Thursday, October 30, 2008

I'm never eating out again.

Seriously. McBrooklyn delights readers with a guessing game of local health violations. Yay Grimaldi's! Yay Cobble Hill Cinemas!

Bklyn on the cheap

Free ferries: Always fun when you can drink on them. 
Brooklyn Botanic Garden's free hours: Saturdays 10:00am - Noon.
Greenwood Cemetery: Drive or walk in (be prepared for a strenuous hilly walk). Get a map and look for notable New Yorkers final resting places. Sit by one of the 'lakes' surrounded by gorgeous mausoleums eating pre-packed Peanut Butter and Jelly Sandwiches. Admission: free. Sandwiches: Cost of Jiffy, Smuckers and Wonder Bread.
Cobble Hill Cinemas: $6.50 nights at Cobble Hill Cinema, Tues & Thurs.
Transit Museum: $5 admission all the time.
Lefferts House: Free. Lots of activities for kids.
Brooklyn Museum: Suggested admission $8 (suggested means, pay what you want. If a buck is all you have, you will not be denied).
Fairway: Walk in and have a tea or coffee and sit by the water.

Thanks, Brownstoner.

It's good to be a chick. Ha.

Thank you, NefariousNewt. A voice of reason amongst the retards:

Having at one time sold insurance, I knew McCain's plan was junk. You can hand out all the incentives you like, but as you get older, the price goes up automatically, and faster for women than men. Heaven forbid you have a preexisting condition -- if you can get insurance at all, your premiums will eat up McCain's $5000 as an appetizer.

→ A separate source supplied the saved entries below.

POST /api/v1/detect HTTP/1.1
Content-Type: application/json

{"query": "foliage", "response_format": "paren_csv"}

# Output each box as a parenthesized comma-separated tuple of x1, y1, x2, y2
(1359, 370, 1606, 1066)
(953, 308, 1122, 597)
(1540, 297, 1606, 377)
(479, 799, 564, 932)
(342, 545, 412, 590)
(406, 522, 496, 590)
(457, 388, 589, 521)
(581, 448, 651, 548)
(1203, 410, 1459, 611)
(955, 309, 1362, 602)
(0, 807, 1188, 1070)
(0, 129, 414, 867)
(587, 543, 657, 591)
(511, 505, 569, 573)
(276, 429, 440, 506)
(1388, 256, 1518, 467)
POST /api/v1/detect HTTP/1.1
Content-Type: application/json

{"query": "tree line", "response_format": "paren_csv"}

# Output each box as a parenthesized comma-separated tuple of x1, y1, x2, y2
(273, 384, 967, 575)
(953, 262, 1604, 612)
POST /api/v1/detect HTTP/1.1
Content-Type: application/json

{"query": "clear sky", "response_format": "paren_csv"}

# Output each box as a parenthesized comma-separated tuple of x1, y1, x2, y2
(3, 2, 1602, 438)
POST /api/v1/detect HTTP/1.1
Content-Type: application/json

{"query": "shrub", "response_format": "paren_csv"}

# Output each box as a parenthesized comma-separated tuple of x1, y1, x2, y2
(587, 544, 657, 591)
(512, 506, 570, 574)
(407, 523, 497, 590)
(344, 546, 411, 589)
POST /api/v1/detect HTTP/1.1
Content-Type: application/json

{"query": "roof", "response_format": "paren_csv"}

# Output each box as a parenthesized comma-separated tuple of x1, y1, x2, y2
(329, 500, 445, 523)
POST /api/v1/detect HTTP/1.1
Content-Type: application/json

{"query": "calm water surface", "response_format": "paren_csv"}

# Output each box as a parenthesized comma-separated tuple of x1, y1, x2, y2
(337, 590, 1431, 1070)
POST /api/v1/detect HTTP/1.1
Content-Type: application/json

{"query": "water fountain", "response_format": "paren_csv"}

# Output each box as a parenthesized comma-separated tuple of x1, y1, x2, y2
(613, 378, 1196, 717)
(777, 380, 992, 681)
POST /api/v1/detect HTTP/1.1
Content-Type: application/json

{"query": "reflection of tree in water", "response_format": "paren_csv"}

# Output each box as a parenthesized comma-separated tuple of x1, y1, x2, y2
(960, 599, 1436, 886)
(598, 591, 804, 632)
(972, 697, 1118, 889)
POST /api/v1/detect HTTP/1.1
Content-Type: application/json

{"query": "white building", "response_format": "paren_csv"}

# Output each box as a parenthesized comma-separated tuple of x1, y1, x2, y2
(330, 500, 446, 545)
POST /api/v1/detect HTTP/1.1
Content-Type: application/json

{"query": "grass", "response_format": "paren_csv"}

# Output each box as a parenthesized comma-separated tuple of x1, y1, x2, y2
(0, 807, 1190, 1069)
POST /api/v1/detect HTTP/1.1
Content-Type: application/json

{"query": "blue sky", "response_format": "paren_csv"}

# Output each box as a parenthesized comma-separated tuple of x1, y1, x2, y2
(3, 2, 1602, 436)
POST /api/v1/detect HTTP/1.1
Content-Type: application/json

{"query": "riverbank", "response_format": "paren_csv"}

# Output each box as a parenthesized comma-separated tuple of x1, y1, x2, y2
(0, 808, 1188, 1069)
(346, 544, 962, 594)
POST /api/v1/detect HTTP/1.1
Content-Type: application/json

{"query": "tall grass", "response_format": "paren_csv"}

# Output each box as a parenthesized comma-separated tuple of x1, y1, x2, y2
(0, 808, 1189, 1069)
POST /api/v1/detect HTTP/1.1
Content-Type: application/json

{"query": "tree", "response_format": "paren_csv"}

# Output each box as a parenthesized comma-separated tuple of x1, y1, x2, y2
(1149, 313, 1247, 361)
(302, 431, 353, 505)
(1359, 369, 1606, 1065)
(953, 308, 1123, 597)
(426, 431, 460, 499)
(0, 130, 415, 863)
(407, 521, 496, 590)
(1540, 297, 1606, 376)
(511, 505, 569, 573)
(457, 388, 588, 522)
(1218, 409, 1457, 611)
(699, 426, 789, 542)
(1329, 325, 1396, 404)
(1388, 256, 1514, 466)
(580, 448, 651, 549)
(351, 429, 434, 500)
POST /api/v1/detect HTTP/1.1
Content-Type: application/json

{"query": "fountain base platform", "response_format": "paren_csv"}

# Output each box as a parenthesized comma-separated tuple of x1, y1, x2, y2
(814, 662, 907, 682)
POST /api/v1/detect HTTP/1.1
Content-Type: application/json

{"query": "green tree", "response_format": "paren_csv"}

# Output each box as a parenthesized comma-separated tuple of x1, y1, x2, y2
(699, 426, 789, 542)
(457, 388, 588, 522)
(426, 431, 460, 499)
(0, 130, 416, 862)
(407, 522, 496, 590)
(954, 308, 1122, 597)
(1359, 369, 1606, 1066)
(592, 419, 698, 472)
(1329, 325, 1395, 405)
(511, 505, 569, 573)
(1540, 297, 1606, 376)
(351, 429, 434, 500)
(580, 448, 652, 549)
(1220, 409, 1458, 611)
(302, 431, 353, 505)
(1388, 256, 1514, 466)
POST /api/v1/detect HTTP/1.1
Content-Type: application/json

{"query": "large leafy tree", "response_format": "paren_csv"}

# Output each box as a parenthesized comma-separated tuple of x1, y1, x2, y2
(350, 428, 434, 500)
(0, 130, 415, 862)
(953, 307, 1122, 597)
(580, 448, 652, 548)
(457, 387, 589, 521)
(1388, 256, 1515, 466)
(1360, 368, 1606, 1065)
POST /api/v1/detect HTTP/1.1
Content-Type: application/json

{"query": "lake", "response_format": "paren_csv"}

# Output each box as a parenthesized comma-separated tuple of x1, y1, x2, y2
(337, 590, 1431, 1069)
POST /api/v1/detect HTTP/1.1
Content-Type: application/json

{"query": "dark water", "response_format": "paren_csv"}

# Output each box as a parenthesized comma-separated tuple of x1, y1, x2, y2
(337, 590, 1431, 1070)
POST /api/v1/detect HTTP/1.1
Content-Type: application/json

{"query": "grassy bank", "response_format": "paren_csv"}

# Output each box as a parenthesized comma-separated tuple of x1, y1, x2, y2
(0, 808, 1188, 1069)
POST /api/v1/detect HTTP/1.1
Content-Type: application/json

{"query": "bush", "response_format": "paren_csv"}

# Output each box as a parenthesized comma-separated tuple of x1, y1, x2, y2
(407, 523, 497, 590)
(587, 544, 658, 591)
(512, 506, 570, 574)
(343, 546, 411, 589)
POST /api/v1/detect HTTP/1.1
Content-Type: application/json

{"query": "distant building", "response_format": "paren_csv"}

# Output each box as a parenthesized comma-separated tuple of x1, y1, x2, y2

Insurance is not democratic.

McCain supporters should all be smited with chronic conditions or cancer until they understand the problem with his stupid insurance plan. (Um. And not be allowed to marry beer heiresses who can afford treatment for said smiting.)

Ah, Vegas. We love you so.

“We are the only state in the nation where you’ll hear, ‘Wet mop at Voting Booth 4,’ ” said Bob Walsh, a spokesman for the Nevada secretary of state:

Snuff cosmetics

So many levels of disturbing, I don't know where to begin: Wode, an "art fragrance" by Boudicca. 

From the creepy slasher victim photos, I imagine you're supposed to get your jollies from splashing this disappearing "paint" perfume all over yourself. That, or you're intended to embrace your inner Boadicea. More corpse pics and fun "it's not gross, it's art!" language here.

Thursday, October 2, 2008

I'm an addict AND a rockstar

I don't want to be all obsessive with the disease thing, but with the Walk coming up this Sunday (and with the endocrinologist search gearing up)...well, it's kind of unavoidable.

So! With that in mind, how kick ass is this freakin' t-shirt? DiabeticRockstar is a site designed to fight diabetes stereotypes -perhaps that "How come you're not fat?" thing that drives me SO crazy. Even better? The founder also launched Fight-It, an advocacy group that, among other things, tries to fill in some gaps in the diabetes world, and help out the little guy who can't afford meds. Fabulous.